Reduzierung der Rennwettsteuer hätte fatale Folgen
(oe) Jedermann weiß, daß Galopprennen nur veranstaltet werden können, wenn der größte Teil der 16²/³ % Rennwettsteuer wieder in die Kasse des Rennbahnbetreibers zurückfließen. Seit Jahren gehen jedoch die Rennwettumsätze in Deutschland dramatisch zurück - weil viele große Wetter - sogenannte "Highroller" - ihre Wetten nicht mehr beim Totalisator sondern über das Internet abschließen.

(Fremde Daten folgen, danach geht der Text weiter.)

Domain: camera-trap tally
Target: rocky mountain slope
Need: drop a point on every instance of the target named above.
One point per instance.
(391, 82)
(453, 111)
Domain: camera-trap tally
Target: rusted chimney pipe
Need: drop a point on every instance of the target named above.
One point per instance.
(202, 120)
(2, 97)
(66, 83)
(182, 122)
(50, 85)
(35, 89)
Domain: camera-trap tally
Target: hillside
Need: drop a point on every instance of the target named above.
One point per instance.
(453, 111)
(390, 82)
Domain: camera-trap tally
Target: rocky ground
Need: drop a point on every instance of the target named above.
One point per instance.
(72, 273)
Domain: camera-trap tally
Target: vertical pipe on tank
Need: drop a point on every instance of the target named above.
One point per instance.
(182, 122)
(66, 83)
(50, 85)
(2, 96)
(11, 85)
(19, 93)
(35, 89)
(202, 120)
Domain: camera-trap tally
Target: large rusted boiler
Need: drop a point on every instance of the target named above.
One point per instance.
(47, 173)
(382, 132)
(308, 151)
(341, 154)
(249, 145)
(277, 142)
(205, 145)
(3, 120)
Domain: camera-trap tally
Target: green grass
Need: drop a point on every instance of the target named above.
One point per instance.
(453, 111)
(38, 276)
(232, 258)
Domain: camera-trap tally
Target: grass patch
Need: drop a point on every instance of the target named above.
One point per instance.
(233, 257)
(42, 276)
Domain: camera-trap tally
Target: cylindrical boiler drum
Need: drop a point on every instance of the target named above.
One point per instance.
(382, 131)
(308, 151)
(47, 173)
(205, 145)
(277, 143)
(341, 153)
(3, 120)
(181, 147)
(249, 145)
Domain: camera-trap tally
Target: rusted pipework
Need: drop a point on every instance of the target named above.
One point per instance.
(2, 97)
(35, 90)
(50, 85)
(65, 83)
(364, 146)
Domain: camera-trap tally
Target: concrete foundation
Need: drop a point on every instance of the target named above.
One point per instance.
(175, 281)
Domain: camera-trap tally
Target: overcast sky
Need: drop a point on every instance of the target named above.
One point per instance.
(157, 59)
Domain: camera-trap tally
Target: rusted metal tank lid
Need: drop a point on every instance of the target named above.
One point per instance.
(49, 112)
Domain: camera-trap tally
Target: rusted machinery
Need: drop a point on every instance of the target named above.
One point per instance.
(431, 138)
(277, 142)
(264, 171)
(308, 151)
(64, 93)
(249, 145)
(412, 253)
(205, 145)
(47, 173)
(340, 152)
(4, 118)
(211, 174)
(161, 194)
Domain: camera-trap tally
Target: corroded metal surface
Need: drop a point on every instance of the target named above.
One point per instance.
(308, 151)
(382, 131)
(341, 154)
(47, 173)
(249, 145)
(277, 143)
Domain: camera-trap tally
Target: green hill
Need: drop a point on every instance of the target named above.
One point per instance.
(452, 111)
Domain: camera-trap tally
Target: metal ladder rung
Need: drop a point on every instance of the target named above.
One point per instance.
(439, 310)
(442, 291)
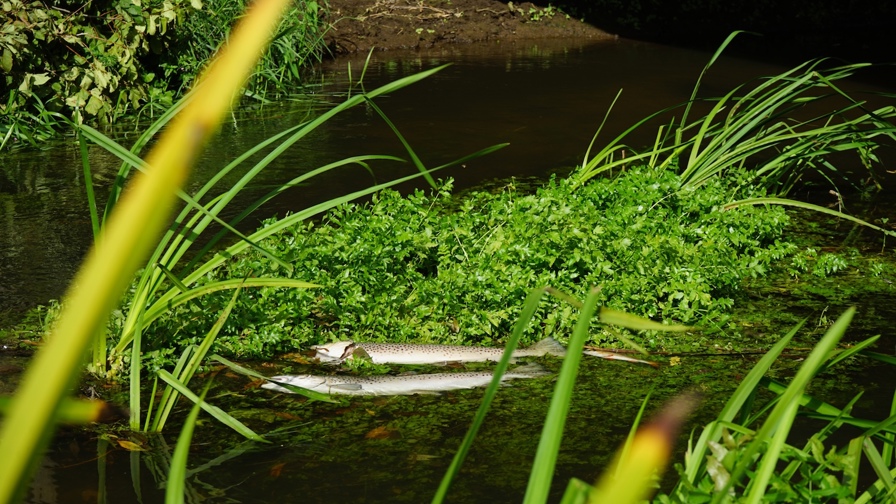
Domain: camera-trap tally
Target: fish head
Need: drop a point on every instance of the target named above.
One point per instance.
(334, 352)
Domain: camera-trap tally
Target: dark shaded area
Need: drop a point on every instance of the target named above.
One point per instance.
(791, 31)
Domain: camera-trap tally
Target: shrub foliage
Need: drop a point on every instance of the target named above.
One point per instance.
(435, 268)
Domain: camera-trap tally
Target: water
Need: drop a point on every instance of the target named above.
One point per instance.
(547, 100)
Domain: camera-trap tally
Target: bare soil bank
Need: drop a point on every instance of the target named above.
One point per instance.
(359, 25)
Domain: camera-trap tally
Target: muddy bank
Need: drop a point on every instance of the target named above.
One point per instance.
(359, 25)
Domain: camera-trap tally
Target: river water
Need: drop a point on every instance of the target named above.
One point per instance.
(546, 99)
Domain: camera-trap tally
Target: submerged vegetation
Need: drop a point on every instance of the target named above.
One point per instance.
(453, 270)
(97, 62)
(671, 237)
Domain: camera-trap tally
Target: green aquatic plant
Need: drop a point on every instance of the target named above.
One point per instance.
(444, 269)
(771, 128)
(128, 237)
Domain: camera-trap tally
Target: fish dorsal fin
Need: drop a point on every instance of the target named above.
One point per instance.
(346, 386)
(358, 351)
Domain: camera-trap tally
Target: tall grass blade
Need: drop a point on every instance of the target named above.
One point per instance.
(880, 468)
(807, 206)
(627, 446)
(311, 394)
(542, 474)
(696, 457)
(407, 146)
(130, 235)
(777, 425)
(627, 320)
(175, 486)
(187, 368)
(212, 410)
(134, 381)
(528, 311)
(88, 187)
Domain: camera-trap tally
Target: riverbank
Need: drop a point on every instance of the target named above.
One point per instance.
(358, 26)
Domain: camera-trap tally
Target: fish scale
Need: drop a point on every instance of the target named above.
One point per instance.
(398, 385)
(406, 353)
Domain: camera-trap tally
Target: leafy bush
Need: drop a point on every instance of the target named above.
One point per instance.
(433, 268)
(99, 61)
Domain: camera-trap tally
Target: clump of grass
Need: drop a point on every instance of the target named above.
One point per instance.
(432, 268)
(128, 238)
(756, 126)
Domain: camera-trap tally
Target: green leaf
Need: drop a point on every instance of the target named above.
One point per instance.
(6, 60)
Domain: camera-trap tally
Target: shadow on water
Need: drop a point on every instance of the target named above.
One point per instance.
(546, 100)
(381, 449)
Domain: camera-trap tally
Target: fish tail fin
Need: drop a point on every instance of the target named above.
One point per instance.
(548, 346)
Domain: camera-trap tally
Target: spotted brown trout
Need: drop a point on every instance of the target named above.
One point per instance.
(407, 353)
(399, 385)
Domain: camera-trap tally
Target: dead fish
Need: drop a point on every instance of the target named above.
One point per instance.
(407, 353)
(615, 356)
(399, 385)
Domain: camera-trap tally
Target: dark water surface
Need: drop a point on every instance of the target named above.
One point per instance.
(546, 100)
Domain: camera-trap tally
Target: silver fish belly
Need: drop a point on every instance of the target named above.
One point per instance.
(402, 353)
(399, 385)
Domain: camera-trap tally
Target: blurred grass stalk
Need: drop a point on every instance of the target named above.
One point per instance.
(131, 233)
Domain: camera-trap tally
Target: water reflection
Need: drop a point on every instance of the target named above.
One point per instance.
(545, 99)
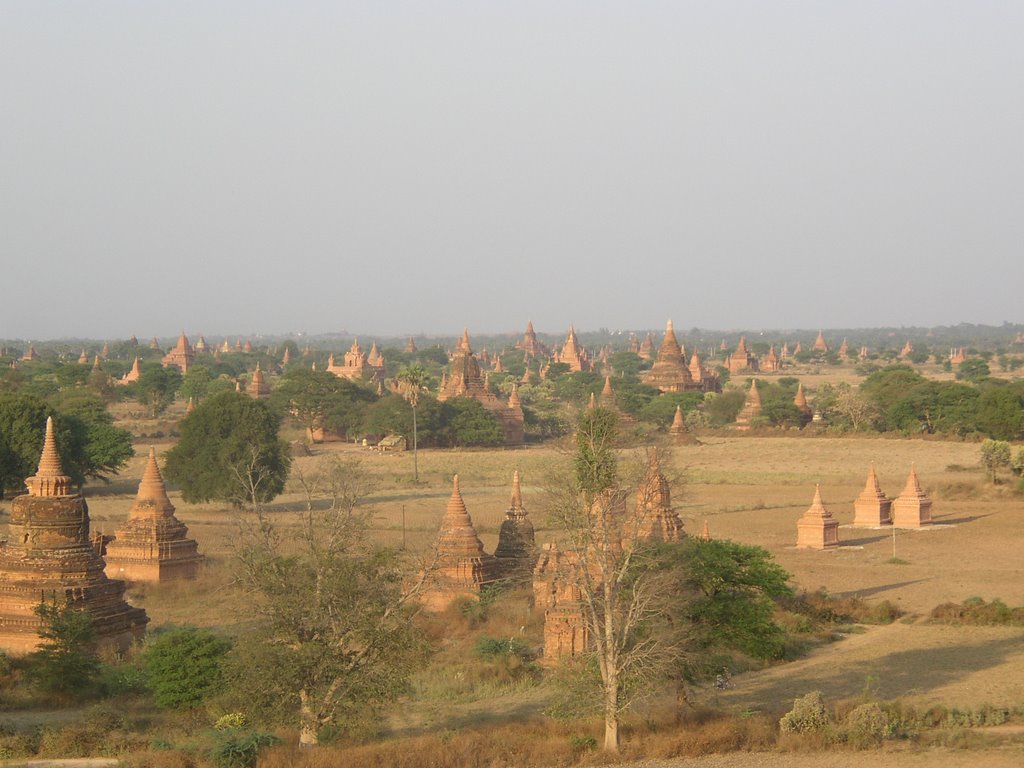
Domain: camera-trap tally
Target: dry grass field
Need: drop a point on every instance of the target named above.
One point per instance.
(752, 489)
(749, 488)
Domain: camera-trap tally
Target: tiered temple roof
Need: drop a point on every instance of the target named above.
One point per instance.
(657, 520)
(741, 359)
(529, 343)
(912, 508)
(463, 568)
(817, 528)
(871, 508)
(572, 353)
(49, 557)
(516, 552)
(133, 374)
(751, 408)
(181, 356)
(670, 372)
(257, 388)
(356, 365)
(801, 400)
(646, 349)
(465, 379)
(153, 545)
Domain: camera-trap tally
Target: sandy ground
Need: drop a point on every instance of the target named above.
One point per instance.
(996, 758)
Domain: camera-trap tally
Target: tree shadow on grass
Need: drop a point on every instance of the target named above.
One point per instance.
(946, 520)
(871, 591)
(864, 540)
(898, 674)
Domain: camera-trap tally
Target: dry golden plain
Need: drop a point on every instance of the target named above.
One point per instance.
(752, 489)
(749, 488)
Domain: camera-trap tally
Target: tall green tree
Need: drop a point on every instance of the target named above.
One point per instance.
(413, 382)
(622, 594)
(320, 399)
(66, 663)
(184, 667)
(156, 387)
(229, 451)
(994, 456)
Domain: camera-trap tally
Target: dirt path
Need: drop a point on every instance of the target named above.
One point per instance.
(995, 758)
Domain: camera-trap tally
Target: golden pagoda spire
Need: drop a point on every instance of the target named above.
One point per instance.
(49, 478)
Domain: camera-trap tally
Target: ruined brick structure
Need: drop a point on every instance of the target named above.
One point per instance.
(572, 353)
(257, 388)
(153, 545)
(752, 408)
(670, 372)
(741, 359)
(871, 508)
(912, 508)
(516, 550)
(462, 567)
(181, 356)
(49, 556)
(817, 528)
(465, 379)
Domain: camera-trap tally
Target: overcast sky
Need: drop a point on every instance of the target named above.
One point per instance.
(393, 168)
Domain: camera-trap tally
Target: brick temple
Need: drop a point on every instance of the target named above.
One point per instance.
(153, 545)
(48, 556)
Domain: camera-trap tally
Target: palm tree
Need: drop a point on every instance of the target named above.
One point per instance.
(413, 382)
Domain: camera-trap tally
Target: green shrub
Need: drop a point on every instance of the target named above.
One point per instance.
(183, 667)
(491, 647)
(66, 663)
(240, 749)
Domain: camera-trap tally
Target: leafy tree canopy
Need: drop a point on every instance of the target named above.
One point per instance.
(183, 667)
(229, 451)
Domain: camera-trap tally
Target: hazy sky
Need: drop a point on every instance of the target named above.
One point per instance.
(242, 167)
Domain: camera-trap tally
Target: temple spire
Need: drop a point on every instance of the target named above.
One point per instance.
(49, 478)
(516, 491)
(152, 492)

Beispielsweise mit dem Wettanbieter "Racebet", der seinen Geschäftssitz in Malta hat. In Malta werden anstatt 16²/³% Rennwettsteuer lediglich 0,5% fällig. Entsprechend besser können die Quoten gestaltet werden. Und für den Rennveranstalter bleibt nichts in der klammen Totokasse.
 
Jetzt droht neues Ungemach:

Im Streit um den neuen Glücksspiel-Staatsvertrag haben sich am Wochenende auf einer Tagung die Chefs der Staatskanzleien aller Bundesländer - mit Ausnahme von Schleswig-Holstein - auf einen weitaus geringeren Steuersatz zwischen 5 und 10 % verständigt.

Das wäre das sichere Aus für Galopprennen in Deutschland ! Denn bei einem nochmaligen Rückgang um 2/3 der Einnahmen aus der Rennwettsteuer liessen sich Pferderennen - auch und gerade auf der deutschen Vorzeigerennbahn in Iffezheim - nicht mehr finanzieren.

Eine endgültige Entscheidung solle Ende Oktober fallen, heißt es aus der niedersächsischen Staatskanzlei in Hannover auf eine heute bestätigte Anfrage des Nachrichtenmagazins "Spiegel" .

Hoffentlich wehren sich Herr Tiedke und die anderen Verantwortlichen im Kölner Direktorium, damit die Startglocke auf der Tribüne nicht zur Totenglocke für unsere Pferderennen wird.